Another of Nick Nicholas’s Facebook reports from Greece (cf. A Melancholy Visit) points out (typos silently corrected):
Greece is a less secular country than those of the Anglosphere, so today is Epiphany and tomorrow is St John’s Day, not merely the sixth and the seventh of January. Feast days still mark the calendar here, like they used to in England. Candlemas and Michaelmas weren’t just made up to make university calendars sound like something out of Harry Potter, they correspond to της Υπαπαντής και του Άη Μιχάλη.
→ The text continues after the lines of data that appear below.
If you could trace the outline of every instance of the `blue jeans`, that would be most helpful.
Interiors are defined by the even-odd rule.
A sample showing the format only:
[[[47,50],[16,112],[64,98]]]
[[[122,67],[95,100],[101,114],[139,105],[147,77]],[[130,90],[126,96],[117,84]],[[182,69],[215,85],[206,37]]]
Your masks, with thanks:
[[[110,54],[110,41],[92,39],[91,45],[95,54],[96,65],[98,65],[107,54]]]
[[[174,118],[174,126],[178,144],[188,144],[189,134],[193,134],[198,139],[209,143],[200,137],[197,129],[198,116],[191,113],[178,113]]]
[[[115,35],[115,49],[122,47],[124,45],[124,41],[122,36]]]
I had heard of Candlemas but could never remember what it was and why it was called that; per OED (entry published 1888, not fully revised) it’s “The feast of the purification of the Virgin Mary (or presentation of Christ in the Temple) celebrated with a great display of candles,” it’s celebrated on February 2nd, and the word goes back to Old English (“Her on þissum geare Swegen geendode his dagas to candel mæssan iii nonas Febr,” Anglo-Saxon Chronicle). But I especially wondered about the Greek name, Υπαπαντή; Wiktionary says:
Derived from Ancient Greek ὑπαπάντησις (hupapántēsis) “encounter”, variant of ὑπάντησις (hupántēsis), from the verb ἀπαντάω (apantáō), ἀντάω (antáō) “to meet”.
And this variant is in LSJ as ὑπαπάντ-ησις , εως, ἡ ; its only occurrence as listed there is in an inscription from ii/i B.C. But what an odd word! I understand haplo(lo)gy, but why add in a syllable? What happened to efficiency in communication?